4. Remember how there was a huge fuss about taking zinc supplements earlier in 2020? Zinc is the second most common trace mineral in your body after iron, with key roles in immunity and metabolism. Altered zinc homeostasis may be partly responsible for loss of gustation. Inflammation triggered by CoV2 infection may lead to zinc chelation and thus, acute hypozincemia (loss of zinc). Zinc is essential for gustatory cells and cranial nerves to maintain homeostasis. Some patients have actually shown improvement in taste perception with zinc supplementation. Zinc supplementation was popular for a hot second since it was shown to have an antiviral role in vitro: inhibiting coronavirus RNA polymerase activity. However, no hard evidence supports it has any role in treating COVID-19. Its antiviral effects may never reach effect if zinc does not enter infected cells in sufficient concentrations in the first place.

5. The CoV-2 Spike glycoprotein may occupy the sialic acid binding site on taste buds, accelerating the degradation of the gustatory particles. This may lead to loss of gustatory sensation. The affinity of Spike for sialic acid also suggested an alternative, low-cost, high affinity and fast detection method for testing in the clinic.

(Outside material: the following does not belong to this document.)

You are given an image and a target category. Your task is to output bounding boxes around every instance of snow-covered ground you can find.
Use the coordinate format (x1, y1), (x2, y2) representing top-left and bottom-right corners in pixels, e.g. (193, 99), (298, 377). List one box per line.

6. CoV2 may directly infect and damage the cranial nerves that transduce the gustatory information to the brain. This may somehow be linked to neurological disturbances in COVID-19.

All in all, most of the taste disturbances reported by COVID-19 patients are subjective and self-reported, so it remains unclear if any of these mechanisms, a combination of them or some variation of olfactory, gustatory and trigeminal input malfunction are responsible for the loss of taste. The impressive similarities across sensory systems, not limited to just olfaction and gustation, comes to show the value of drawing interdisciplinary parallels in order to further research and mechanistic understanding of diseases. Sensations, such as taste, which result from the combination of both gustation and olfaction, underscore how the 'whole' organism is functionally greater than its 'parts'. In the end, biology knows biology better than humans know biology, so highlighting these links is paramount to not miss the 'big picture'. For example, by observing how bacterial immune systems work, we uncovered the genetic editing tool of CRISPR! Harnessing these connections can yield a treatment to cure a broad range of conditions. The crazier, more absurd and risky the association, the greater the reward may be.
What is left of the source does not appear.